MySQL 8.0 Reference Manual Including MySQL NDB Cluster 8.0

12.3.2 Comparison Functions and Operators

Table 12.3 Comparison Operators

Name Description
BETWEEN ... AND ... Check whether a value is within a range of values
COALESCE() Return the first non-NULL argument
= Equal operator
<=> NULL-safe equal to operator
> Greater than operator
>= Greater than or equal operator
GREATEST() Return the largest argument
IN() Check whether a value is within a set of values
INTERVAL() Return the index of the argument that is less than the first argument
IS Test a value against a boolean
IS NOT Test a value against a boolean
IS NULL NULL value test
ISNULL() Test whether the argument is NULL
LEAST() Return the smallest argument
< Less than operator
<= Less than or equal operator
LIKE Simple pattern matching
NOT BETWEEN ... AND ... Check whether a value is not within a range of values
!=, <> Not equal operator
NOT IN() Check whether a value is not within a set of values
NOT LIKE Negation of simple pattern matching
STRCMP() Compare two strings

Comparison operations result in a value of 1 (TRUE), 0 (FALSE), or NULL. These operations work for both numbers and strings. Strings are automatically converted to numbers and numbers to strings as necessary.

The following relational comparison operators can be used to compare not only scalar operands, but row operands:

=  >  <  >=  <=  <>  !=

The descriptions for those operators later in this section detail how they work with row operands. For additional examples of row comparisons in the context of row subqueries, see Section, “Row Subqueries”.

Some of the functions in this section return values other than 1 (TRUE), 0 (FALSE), or NULL. LEAST() and GREATEST() are examples of such functions; Section 12.2, “Type Conversion in Expression Evaluation”, describes the rules for comparison operations performed by these and similar functions for determining their return values.

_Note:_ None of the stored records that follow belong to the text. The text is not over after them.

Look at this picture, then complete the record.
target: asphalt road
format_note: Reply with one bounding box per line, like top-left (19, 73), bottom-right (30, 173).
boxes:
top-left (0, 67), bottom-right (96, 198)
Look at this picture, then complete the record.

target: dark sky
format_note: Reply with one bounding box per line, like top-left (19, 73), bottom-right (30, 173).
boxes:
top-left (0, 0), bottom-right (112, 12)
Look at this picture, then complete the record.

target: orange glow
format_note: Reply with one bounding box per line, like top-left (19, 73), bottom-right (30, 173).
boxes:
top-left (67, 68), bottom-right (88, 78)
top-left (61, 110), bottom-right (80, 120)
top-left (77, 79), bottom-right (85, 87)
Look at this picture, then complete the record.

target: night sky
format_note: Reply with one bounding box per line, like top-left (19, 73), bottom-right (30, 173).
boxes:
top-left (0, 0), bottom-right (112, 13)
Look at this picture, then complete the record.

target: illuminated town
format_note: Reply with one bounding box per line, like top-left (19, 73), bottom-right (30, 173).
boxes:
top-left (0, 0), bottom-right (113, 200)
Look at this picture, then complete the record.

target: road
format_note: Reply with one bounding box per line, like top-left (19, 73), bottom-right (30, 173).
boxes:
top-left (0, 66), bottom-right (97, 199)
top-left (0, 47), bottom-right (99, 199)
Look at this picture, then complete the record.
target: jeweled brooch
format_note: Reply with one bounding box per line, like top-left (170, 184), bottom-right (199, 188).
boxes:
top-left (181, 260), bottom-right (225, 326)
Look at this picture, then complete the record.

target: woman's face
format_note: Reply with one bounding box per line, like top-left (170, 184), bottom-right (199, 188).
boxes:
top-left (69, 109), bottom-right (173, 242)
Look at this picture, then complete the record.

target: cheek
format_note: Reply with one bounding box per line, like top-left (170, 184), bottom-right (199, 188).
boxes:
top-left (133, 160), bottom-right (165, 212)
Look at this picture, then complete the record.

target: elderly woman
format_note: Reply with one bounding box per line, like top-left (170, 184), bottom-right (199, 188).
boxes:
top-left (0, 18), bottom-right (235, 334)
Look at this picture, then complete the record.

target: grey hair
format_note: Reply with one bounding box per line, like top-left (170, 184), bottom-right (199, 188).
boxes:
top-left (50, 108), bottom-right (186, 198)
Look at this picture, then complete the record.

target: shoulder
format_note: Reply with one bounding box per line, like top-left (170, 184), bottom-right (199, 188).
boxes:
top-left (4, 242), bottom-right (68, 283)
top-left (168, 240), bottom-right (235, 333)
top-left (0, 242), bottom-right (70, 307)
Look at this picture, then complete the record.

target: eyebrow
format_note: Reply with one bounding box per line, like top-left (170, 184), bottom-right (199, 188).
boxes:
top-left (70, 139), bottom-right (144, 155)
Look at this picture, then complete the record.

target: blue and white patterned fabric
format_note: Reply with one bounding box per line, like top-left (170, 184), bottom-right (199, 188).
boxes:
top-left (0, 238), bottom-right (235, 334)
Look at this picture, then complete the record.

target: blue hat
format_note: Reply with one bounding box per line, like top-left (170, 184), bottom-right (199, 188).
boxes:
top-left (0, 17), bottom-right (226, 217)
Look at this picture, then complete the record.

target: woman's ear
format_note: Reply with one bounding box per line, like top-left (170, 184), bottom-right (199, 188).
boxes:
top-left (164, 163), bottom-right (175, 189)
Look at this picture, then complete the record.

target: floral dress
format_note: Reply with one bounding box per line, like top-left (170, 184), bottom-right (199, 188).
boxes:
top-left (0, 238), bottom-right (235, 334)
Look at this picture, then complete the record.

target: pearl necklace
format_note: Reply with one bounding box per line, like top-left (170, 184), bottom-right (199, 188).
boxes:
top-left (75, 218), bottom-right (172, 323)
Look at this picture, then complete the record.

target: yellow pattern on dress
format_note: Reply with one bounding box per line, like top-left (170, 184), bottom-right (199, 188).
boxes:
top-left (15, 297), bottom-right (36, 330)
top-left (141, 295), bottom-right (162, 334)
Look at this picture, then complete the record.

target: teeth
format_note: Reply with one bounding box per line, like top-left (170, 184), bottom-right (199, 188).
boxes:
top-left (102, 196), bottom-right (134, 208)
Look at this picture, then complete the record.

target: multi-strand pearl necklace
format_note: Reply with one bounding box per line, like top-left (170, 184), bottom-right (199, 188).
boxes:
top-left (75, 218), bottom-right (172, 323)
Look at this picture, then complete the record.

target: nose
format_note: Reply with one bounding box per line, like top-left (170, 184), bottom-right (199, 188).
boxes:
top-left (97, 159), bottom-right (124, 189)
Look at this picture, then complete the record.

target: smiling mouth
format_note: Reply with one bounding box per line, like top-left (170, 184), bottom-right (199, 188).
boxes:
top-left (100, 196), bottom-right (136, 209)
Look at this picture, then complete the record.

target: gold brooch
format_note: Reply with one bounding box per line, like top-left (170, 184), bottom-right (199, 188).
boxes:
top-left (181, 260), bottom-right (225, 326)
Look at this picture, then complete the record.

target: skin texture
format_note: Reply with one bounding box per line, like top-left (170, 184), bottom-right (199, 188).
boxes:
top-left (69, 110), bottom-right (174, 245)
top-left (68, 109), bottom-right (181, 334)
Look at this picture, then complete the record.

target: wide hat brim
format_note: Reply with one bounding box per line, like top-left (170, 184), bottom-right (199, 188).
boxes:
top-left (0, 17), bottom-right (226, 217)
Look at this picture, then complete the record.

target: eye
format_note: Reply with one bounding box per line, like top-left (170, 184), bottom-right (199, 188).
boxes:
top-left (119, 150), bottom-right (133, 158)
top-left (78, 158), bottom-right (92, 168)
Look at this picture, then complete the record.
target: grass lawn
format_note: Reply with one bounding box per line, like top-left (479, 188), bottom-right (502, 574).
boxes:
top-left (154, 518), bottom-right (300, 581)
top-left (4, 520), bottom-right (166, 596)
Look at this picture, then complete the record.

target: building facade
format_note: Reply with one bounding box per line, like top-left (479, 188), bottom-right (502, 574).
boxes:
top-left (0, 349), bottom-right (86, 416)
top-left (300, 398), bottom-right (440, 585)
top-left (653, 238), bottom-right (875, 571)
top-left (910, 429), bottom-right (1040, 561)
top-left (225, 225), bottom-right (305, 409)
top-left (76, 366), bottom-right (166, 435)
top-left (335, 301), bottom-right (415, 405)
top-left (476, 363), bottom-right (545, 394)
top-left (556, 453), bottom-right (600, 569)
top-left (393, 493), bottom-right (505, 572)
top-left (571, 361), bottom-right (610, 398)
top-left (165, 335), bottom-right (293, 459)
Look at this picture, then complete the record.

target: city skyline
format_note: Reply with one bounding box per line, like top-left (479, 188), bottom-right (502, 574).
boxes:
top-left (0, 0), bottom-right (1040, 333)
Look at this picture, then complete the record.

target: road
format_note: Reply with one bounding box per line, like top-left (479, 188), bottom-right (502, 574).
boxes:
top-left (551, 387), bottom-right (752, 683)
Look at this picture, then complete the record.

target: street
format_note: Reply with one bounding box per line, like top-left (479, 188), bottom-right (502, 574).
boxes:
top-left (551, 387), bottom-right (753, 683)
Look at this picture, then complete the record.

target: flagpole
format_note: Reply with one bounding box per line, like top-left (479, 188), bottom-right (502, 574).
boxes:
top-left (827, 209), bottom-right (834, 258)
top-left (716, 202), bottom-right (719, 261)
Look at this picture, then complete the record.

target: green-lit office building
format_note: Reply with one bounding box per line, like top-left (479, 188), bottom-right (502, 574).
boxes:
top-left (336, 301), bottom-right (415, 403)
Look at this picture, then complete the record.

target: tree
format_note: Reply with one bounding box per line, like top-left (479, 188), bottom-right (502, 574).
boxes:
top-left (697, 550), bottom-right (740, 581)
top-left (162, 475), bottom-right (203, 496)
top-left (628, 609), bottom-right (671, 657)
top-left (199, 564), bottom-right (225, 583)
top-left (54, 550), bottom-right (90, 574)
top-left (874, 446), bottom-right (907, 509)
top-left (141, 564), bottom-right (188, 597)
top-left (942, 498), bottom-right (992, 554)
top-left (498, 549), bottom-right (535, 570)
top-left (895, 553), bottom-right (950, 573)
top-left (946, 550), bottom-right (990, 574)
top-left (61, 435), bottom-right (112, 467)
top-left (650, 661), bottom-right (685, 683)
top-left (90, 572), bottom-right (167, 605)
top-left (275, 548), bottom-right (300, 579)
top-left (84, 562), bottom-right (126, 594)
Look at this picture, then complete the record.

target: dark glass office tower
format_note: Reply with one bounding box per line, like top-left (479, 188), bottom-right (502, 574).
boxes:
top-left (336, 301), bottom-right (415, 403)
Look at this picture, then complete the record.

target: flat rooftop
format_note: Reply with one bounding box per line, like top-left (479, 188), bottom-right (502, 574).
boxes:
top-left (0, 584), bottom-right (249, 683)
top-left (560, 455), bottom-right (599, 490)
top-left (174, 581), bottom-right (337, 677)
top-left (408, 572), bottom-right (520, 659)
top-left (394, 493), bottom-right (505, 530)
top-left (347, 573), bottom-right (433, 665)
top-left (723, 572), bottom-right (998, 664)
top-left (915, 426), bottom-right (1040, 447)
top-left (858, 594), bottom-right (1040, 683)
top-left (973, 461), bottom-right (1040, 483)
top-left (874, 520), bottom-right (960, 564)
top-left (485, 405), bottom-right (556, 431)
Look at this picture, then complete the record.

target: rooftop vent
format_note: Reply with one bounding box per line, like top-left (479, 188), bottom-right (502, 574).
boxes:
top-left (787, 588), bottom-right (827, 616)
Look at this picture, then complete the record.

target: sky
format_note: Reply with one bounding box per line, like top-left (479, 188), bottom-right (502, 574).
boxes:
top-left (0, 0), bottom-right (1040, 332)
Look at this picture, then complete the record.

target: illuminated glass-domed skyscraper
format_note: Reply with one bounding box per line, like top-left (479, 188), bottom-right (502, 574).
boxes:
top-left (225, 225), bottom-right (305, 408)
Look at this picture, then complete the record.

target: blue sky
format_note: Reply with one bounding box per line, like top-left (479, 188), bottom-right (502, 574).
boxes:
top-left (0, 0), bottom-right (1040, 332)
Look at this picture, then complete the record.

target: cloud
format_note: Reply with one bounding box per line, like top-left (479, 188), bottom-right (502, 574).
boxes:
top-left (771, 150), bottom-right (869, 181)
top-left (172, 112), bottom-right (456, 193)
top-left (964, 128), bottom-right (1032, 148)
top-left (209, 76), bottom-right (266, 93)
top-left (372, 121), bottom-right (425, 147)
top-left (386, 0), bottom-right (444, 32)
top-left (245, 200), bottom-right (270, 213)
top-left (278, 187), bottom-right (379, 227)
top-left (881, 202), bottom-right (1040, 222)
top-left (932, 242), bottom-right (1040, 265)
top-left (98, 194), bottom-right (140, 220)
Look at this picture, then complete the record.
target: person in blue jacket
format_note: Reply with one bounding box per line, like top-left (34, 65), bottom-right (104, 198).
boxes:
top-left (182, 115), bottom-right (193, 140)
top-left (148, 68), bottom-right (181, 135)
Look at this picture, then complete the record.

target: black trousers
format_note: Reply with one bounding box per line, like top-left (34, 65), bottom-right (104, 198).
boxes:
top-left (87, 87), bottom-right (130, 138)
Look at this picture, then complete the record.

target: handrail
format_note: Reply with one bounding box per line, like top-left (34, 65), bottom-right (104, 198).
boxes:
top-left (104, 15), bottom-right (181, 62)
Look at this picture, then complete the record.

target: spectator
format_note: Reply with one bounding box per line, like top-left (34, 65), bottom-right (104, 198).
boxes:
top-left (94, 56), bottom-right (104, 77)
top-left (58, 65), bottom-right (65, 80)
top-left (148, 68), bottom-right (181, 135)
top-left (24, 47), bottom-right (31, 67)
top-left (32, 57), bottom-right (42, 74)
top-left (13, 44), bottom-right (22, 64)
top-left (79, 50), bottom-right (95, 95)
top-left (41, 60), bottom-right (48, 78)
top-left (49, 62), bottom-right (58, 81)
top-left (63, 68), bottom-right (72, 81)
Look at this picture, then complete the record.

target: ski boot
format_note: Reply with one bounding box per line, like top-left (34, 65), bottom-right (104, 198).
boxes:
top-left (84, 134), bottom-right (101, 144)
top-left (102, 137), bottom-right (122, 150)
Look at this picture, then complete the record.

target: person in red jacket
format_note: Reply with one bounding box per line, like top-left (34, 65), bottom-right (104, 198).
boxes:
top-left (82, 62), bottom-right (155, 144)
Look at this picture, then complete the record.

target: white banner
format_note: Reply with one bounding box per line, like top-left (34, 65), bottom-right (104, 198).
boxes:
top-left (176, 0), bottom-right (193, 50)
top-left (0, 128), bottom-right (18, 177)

In previous versions of MySQL, when evaluating an expression containing LEAST() or GREATEST(), the server attempted to guess the context in which the function was used, and to coerce the function's arguments to the data type of the expression as a whole. For example, the arguments to LEAST("11", "45", "2") are evaluated and sorted as strings, so that this expression returns "11". In MySQL 8.0.3 and earlier, when evaluating the expression LEAST("11", "45", "2") + 0, the server converted the arguments to integers (anticipating the addition of integer 0 to the result) before sorting them, thus returning 2.

Beginning with MySQL 8.0.4, the server no longer attempts to infer context in this fashion. Instead, the function is executed using the arguments as provided, performing data type conversions to one or more of the arguments if and only if they are not all of the same type. Any type coercion mandated by an expression that makes use of the return value is now performed following function execution. This means that, in MySQl 8.0.4 and later, LEAST("11", "45", "2") + 0 evaluates to "11" + 0 and thus to integer 11. (Bug #83895, Bug #25123839)

To convert a value to a specific type for comparison purposes, you can use the CAST() function. String values can be converted to a different character set using CONVERT(). See Section 12.10, “Cast Functions and Operators”.

By default, string comparisons are not case-sensitive and use the current character set. The default is utf8mb4.